Il Druido è una classe affascinante e versatile che affonda le sue radici nella mitologia celtica, ma nei videogiochi ha assunto forme molto diverse tra loro. È il personaggio legato alla natura, agli animali, ai cicli della vita, alla terra… ma anche al fuoco, alla luna e al cambiamento.
È una classe che non si lascia incasellare facilmente. Il Druido può essere un guaritore, un incantatore, un tank, un combattente fisico, o tutte queste cose insieme. E il suo segreto sta nella trasformazione.
Il potere del cambiamento
Una delle abilità più caratteristiche del Druido è quella di mutare forma: lupo, orso, felino, gufo, elementale. Ogni trasformazione porta con sé uno stile di gioco diverso, e cambia radicalmente il modo in cui affronti il combattimento.
Ma non è tutto: il Druido può anche evocare tempeste, far crescere radici che intralciano i nemici, lanciare magie lunari, o guarire gli alleati sfruttando il potere della natura.
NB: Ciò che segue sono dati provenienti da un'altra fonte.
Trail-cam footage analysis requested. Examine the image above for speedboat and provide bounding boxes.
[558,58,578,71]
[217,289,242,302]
È una classe che fonde armoniosamente attacco, difesa e supporto, rendendolo estremamente dinamico.

Dov’è che brilla?
Il Druido è un must in giochi come World of Warcraft, Diablo IV, Baldur’s Gate 3, Dungeons & Dragons, ma anche in JRPG e giochi fantasy dove il tema naturale o spirituale è centrale.
Spesso il Druido è anche un outsider, un personaggio che non si riconosce nelle strutture sociali classiche, ma agisce secondo un codice più antico e selvaggio.
Il Druido è la classe perfetta per chi vuole libertà, varietà e un legame profondo con le forze primordiali. È il ponte tra l’uomo e la natura, tra il magico e il fisico, tra l’ordine e il caos.
Se ami cambiare stile a seconda della situazione e non ti piace essere incasellato in un solo ruolo, allora il Druido è la tua anima gemella.